Vertigo — James White
A Galactic Survey ship comes across a decidedly peculiar planet which the crew promptly name Meatball. While they debate how to recognise any intelligent lifeforms, the lifeform solves the problem for them by sending up a primitive rocketship. It appears to be in difficulty, so the survey ship rescues ship and pilot, and carts it off to Sector General for the pilot to receive medical treatment.
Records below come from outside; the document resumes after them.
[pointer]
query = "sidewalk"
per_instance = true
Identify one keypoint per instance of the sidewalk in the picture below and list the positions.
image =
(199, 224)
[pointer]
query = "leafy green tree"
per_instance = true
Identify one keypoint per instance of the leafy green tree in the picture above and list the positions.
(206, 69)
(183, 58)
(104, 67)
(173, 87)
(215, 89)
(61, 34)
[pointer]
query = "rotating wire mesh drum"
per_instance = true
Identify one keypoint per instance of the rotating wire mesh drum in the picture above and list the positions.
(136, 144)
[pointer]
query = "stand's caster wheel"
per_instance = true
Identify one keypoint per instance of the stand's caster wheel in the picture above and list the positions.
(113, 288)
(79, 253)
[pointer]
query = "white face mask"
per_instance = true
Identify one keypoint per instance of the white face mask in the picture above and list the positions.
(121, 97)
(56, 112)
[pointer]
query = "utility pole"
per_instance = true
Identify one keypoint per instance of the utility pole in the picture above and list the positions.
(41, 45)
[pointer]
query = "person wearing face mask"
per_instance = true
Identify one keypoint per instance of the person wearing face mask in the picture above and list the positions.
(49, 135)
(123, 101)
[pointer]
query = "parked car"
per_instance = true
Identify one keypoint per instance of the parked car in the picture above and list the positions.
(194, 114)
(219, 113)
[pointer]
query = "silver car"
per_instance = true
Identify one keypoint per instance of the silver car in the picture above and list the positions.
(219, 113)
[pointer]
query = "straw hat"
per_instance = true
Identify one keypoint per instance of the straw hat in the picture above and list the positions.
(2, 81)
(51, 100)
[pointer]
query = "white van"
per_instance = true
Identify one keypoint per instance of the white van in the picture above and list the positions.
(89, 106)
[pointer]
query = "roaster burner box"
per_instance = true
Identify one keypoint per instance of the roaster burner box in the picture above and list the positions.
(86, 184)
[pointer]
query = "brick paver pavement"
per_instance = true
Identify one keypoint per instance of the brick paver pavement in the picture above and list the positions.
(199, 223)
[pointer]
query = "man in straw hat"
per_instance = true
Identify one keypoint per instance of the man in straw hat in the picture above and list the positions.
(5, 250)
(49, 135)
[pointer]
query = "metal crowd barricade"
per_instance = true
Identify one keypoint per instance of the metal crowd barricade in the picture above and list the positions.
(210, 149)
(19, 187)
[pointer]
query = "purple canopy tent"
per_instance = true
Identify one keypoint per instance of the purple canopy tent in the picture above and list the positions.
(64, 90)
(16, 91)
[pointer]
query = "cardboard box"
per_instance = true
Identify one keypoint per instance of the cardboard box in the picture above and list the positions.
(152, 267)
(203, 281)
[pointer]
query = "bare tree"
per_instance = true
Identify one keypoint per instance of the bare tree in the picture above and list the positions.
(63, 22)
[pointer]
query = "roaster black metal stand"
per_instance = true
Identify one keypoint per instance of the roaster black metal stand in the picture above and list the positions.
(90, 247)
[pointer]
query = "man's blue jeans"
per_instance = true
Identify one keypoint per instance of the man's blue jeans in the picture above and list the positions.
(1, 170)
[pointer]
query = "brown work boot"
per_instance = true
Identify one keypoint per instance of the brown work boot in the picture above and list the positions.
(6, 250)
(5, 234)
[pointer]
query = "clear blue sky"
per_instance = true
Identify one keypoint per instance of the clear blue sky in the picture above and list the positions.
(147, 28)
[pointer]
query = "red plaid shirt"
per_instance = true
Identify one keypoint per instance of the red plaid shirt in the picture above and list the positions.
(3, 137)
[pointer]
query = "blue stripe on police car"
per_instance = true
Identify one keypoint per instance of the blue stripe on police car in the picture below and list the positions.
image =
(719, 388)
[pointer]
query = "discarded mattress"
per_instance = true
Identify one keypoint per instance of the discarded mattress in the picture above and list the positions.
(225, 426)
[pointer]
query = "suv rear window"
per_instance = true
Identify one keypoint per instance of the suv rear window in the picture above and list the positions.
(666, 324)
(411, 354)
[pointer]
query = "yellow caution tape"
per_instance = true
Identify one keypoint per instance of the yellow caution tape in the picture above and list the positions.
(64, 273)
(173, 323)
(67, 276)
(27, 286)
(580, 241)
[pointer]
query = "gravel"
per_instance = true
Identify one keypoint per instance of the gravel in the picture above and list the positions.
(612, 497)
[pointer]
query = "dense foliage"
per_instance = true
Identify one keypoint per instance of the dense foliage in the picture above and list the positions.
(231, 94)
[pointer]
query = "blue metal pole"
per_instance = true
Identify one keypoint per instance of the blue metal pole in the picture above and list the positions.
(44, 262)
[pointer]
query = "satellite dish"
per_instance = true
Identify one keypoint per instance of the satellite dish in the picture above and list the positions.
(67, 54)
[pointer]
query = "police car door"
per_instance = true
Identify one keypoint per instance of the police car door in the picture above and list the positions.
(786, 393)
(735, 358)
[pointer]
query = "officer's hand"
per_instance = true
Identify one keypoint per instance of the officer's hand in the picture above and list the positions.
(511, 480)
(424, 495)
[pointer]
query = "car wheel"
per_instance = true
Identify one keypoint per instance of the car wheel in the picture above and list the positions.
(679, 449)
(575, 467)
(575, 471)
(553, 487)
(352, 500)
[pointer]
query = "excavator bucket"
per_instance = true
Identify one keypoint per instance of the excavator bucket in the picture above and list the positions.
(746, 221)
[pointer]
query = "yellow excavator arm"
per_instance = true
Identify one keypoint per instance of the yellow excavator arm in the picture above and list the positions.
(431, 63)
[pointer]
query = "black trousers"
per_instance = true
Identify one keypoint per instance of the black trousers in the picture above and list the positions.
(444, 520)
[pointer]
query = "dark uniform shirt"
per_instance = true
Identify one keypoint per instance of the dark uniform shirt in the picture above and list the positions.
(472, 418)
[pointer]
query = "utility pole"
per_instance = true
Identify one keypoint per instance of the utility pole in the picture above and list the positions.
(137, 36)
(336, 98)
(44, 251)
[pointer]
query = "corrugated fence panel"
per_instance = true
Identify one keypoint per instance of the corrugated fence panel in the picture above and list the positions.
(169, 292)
It’s up to Conway and friends to work out why the rescue seems to have made things worse…
It is in general a fun and interesting story, but I did find it rather implausible that the medics took so long to realise what the basic problem was, especially given the Great Big Clue in the initial encounter.
(Later included in the Sector General fix-up novel “Major Operation”, which is where I first read it.)
Visions of Monad — M John Harrison
Psychological study of a man who has been the subject of a sensory deprivation experiment. Well-written, but didn’t work for me.
Worm in the bud — John Rankine
Short story in the Dag Fletcher space opera series. Fletcher’s on a diplomatic mission to a hostile planet. Part of that mission is a one-man geological survey with limited supplies in a remote part of the planet — so why are the natives finding all sorts of ways to delay pick-up of the geologist past the safe time limit?
They Shall Reap — David Rome
A young family give up everything to make a fresh start in a new community of farms founded by wealthy philanthropists. The valley is even more isolated than they realise, and with reason. While I liked the writing, John Wyndham had covered this territory a decade earlier, and to better effect.
The Last Time Around — Arthur Sellings
Poignant exploration of the social and emotional effects of being a pilot on a relativistic ship, with your subjective time decoupled from the objective time of your society. This theme has been covered by many writers, but this is one of the best ones I’ve read.
The Cloudbuilders — Colin Kapp
In a low-tech world, hot air balloons are the main form of long-distance travel. Jacobi the Journeyman joins Timor the master Cloudbuilder, bringing personal experience of new techniques developed by their Guild. But that’s not all he brings.